— Молитвы не помогут, это всего лишь избитые слова, — послышалось из него. — Бог давно их не слушает. Он тебя не слышит, а я слышу — позови меня! Он не придёт по твоему зову помочь тебе, а я приду — обратись ко мне! Ты знаешь моё имя — назови его!

— Андрей Фёдорович? — пробормотала я, оседая на пол и пригибая голову, чтобы какой-нибудь из летающих предметов не ударил меня.

— Нет, другое! — потребовал голос в телефоне. — Назови его, и я тотчас приду!

«Господи…» — подумала я.

— Напрасно зовёшь Бога, он глух к твоим мольбам! — прорычал телефон. — А я ловлю каждое слово из твоих уст, я исполню любое твоё желание, только позови меня! Только произнеси моё имя, и я тотчас буду к твоим услугам!

Я не стала произносить проклятое имя. Как в гоголевском «Вие», я схватила маркер и очертила на полу возле себя круг. И что вы думаете? Предметы, свободно летавшие в воздухе как бы по своей воле, не могли пересечь границы, очерченной этим кругом: они словно натыкались на невидимую преграду. «Ага!» — подумала я, приободрившись. Встав на колени, я стала звать на помощь все небесные силы, всё Божье воинство, всех ангелов, при этом зажмурив глаза, чтобы не бояться. По свисту в воздухе я слышала, что вещи всё ещё летают, но меня уже не касалась ни одна из них: я была под защитой круга. Своими словами — слова молитв я позабыла с перепугу — я призывала все светлые силы, умоляя защитить меня от посягательств нечистого.

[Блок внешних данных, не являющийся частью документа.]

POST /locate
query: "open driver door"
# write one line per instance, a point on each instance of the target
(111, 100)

«Свет, свет», — шептал мне кто-то… Свет — моя сила и моё оружие! Мне не нужны ангелы. Я сама — свет.

Как только я это поняла, за моей спиной разлилось слабое прозрачное свечение, своими размытыми очертаниями похожее не то на развевающийся плащ, не то на два приподнятых крыла.

Телефон внезапно смолк. Пальто, летавшее вокруг меня и размахивавшее рукавами, упало на пол. Со стуком попадали вешалки, погасла лампа, и меня охватила ледяная, жуткая тишина и мрак.

С колотящимся сердцем я ощупью добралась до выключателя. Щелчок — и на тебе! Ничего не было: ни разбросанных вещей, ни раскрытых дверец, ни вывернутых ящиков. Всё было на своих местах, в полном порядке — никаких следов паранормальной активности. Я уже была готова поверить в то, что всё это мне почудилось, но…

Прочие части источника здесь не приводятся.